Beschwerden sind gemäß § 351h Abs. 3 ASVG binnen vier Wochen nach Zustellung der Entscheidung des Hauptverbandes beim Hauptverband über das Internetportal www.sozialversicherung.at einzubringen. Dem Hauptverband steht es frei, binnen vier Wochen ab Einbringung der Beschwerde eine Stellungnahme an das Bundesverwaltungsgericht abzugeben. In der Beschwerde oder in der Stellungnahme nach Abs. 3 können sich das vertriebsberechtigte Unternehmen und der Hauptverband gemäß § 351h Abs. 4 ASVG nur auf Tatsachen und Beweise beziehen, die zum Zeitpunkt der Entscheidung des Hauptverbandes vom vertriebsberechtigten Unternehmen oder vom Hauptverband bereits eingebracht worden sind. Das Vorbringen neuer Tatsachen und Beweise im Beschwerdeverfahren ist nur zur Stützung oder zur Widerlegung der in der ersten Instanz rechtzeitig vorgebrachten Tatsachen und Beweise zulässig. Solche neuen Tatsachen und Beweise dürfen überdies nur dann berücksichtigt werden, wenn diese entweder in der Beschwerde oder der Stellungnahme des Hauptverbandes nach Abs. 3 bereits eingebracht wurden. Diese Stellungnahme des Hauptverbandes ist vom Bundesverwaltungsgericht als Bestandteil der Begründung der Entscheidung des Hauptverbandes nach Abs. 3 erster Satz zu berücksichtigen. Eine Einschränkung oder Klarstellung des Antragbegehrens ist ausgeschlossen.

Gemäß § 351i Abs. 1 ASVG hat in Angelegenheiten nach § 351 h die Entscheidung des Bundesverwaltungsgerichts durch einen Senat zu erfolgen, der aus dem/der Senatsvorsitzenden und vier fachkundigen Laienrichtern/Laienrichterinnen besteht, wobei zwei davon Fachärzte/Fachärztinnen für Pharmakologie und Toxikologie oder Fachärzte/Fachärztinnen mit dem Additivfach klinische Pharmakologie und zwei Ökonomen/Ökonominnen mit spezifischen Kenntnissen im Gesundheits- und Sozialversicherungsbereich (Gesundheitsökonomen/Gesundheitsökonominnen) sind.

Das Verfahren der Verwaltungsgerichte mit Ausnahme des Bundesfinanzgerichtes ist durch das VwGVG, BGBl. I 2013/33 idF BGBl. I 2013/122, geregelt (§ 1 leg.cit.).

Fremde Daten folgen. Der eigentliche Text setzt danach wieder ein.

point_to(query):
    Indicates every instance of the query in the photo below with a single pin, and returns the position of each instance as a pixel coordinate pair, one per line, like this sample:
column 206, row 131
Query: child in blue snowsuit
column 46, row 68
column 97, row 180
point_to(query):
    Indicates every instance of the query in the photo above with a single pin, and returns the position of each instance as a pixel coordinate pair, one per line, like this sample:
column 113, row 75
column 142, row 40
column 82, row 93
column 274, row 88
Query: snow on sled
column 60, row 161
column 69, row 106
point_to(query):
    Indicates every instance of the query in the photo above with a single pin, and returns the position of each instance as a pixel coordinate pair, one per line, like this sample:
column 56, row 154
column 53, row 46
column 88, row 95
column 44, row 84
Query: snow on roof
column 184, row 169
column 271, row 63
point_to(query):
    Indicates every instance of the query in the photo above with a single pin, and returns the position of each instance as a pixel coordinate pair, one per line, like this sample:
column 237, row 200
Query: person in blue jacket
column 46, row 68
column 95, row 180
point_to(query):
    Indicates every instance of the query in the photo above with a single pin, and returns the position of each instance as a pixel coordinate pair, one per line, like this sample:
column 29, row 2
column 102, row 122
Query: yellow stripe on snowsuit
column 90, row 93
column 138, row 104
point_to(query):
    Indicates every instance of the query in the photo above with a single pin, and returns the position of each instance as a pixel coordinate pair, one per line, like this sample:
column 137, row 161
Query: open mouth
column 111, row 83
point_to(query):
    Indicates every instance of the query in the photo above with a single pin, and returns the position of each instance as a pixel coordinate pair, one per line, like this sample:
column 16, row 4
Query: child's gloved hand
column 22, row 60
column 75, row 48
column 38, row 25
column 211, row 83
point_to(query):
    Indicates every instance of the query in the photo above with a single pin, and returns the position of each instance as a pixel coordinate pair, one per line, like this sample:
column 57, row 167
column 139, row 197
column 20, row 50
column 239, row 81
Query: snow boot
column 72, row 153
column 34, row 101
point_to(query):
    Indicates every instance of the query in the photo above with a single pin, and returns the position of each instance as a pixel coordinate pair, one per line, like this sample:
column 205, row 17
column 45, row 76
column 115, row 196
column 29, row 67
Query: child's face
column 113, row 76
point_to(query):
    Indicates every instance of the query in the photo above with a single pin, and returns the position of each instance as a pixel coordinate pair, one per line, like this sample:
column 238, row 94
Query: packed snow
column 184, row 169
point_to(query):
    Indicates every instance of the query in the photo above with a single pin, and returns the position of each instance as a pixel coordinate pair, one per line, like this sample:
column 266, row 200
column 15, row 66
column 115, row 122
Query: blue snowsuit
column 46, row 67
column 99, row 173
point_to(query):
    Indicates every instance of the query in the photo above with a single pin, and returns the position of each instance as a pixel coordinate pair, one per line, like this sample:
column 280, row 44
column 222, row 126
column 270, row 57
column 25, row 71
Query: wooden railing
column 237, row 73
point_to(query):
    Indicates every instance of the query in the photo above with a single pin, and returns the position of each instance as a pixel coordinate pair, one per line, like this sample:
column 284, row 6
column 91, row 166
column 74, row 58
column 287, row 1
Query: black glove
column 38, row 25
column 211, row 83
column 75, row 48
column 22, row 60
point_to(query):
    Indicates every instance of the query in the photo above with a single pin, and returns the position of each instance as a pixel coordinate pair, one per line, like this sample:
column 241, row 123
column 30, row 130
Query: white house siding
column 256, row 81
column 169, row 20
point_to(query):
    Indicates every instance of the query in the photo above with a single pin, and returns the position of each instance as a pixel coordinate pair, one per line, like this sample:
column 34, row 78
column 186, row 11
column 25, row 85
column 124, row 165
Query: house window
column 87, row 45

Gemäß § 58 Abs. 2 VwGVG bleiben entgegenstehende Bestimmungen, die zum Zeitpunkt des Inkrafttretens dieses Bundesgesetzes bereits kundgemacht wurden, in Kraft.

Gemäß § 17 VwGVG sind, soweit in diesem Bundesgesetz nicht anderes bestimmt ist, auf das Verfahren über Beschwerden gemäß Art. 130 Abs. 1 B-VG die Bestimmungen des AVG mit Ausnahme der §§ 1 bis 5 sowie des IV. Teiles, die Bestimmungen der Bundesabgabenordnung - BAO, BGBl. Nr. 194/1961, des Agrarverfahrensgesetzes - AgrVG, BGBl. Nr. 173/1950, und des Dienstrechtsverfahrensgesetzes 1984 - DVG, BGBl. Nr. 29/1984, und im Übrigen jene verfahrensrechtlichen Bestimmungen in Bundes- oder Landesgesetzen sinngemäß anzuwenden, die die Behörde in dem dem Verfahren vor dem Verwaltungsgericht vorangegangenen Verfahren angewendet hat oder anzuwenden gehabt hätte.

Zu A)

a) Maßgebliche Rechtsgrundlagen in der für den Streitfall maßgeblichen Fassung:

Allgemeines Sozialversicherungsgesetz (ASVG), BGBl. Nr. 189/1955 idF BGBl. I Nr. 46/2014:

"3. UNTERABSCHNITT

Hauptverband der österreichischen Sozialversicherungsträger

§ 31. (1) Die in den §§ 23 bis 25 bezeichneten Versicherungsträger und die Träger der im § 2 Abs. 2 bezeichneten Sonderversicherungen werden zum Hauptverband der österreichischen Sozialversicherungsträger (im folgenden kurz Hauptverband genannt) zusammengefaßt.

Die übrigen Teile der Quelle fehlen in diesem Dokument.